Kırk yıldır süre gelen PKK terör örgütü ihaneti ve belasıyla uğraşırken, bir de başımıza ihanetin en büyük adiliğini yapan FETÖ Terör Örgütü ile uğraşmakla meşgulüz.
DEAŞ ve benzeri diğer örgütlerin eylemleri ise işin çabası.
Toplum olarak, böylesine zor bir dönemden geçerken, ister istemez milli bayramlarımızı bile buruk kutluyoruz.

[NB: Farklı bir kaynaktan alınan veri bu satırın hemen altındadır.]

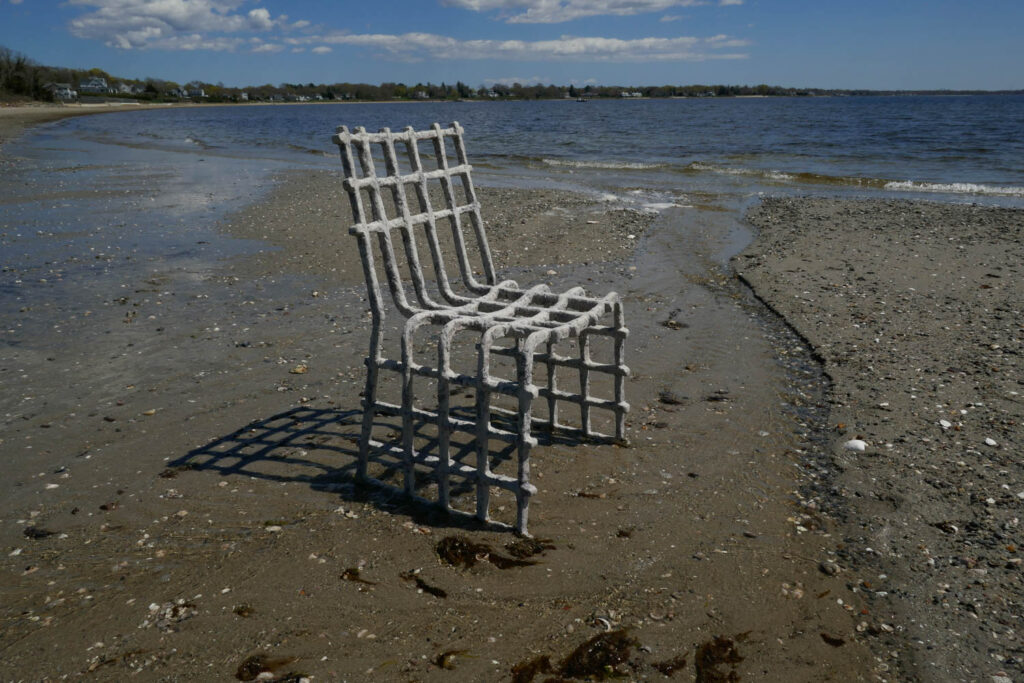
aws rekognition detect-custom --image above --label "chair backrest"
[334,122,496,315]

Her gün üç beş şehit veriyoruz.
Toplum olarak, giderek gerginleşmiş hatta sosyal şizofrenik bir durumla karşı karşıyayız.
Ülke olarak böylesine zor ve tehlikeli bir süreçten geçerken bile, siyasilerimiz hala belli bir aymazlık ve vurdumduymazlık içinde.
Bizanslılar, Osmanlı ülkelerini kuşattığı bir sırada, meleğin erkek mi, dişi mi olduğunu tartışıyorlarmış!
Bizimkiler de, Başkanlık sistemini tartışmakla meşguller.
Son yıllarda Osmanlılık modası aldı başını gidiyor.
Osmanlı bir imparatorluktu.
İçinde çok sayıda ulusu barındırıyordu.
Bu kozmopolit yapının birlikteliğini sağlamak için,
Osmanlı'nın başındaki padişah diktatör olmasına karşın, aynı zamanda dinsel anlamda da halife konumundaydı.
Tüm bu gerçeklere ve imkanlara rağmen padişahlar, devlet işleriyle din işlerini birbirine karıştırmıyor, farklı dine, mezhebe ve etnik kökene sahip topluluklara eşit davranıyorlardı.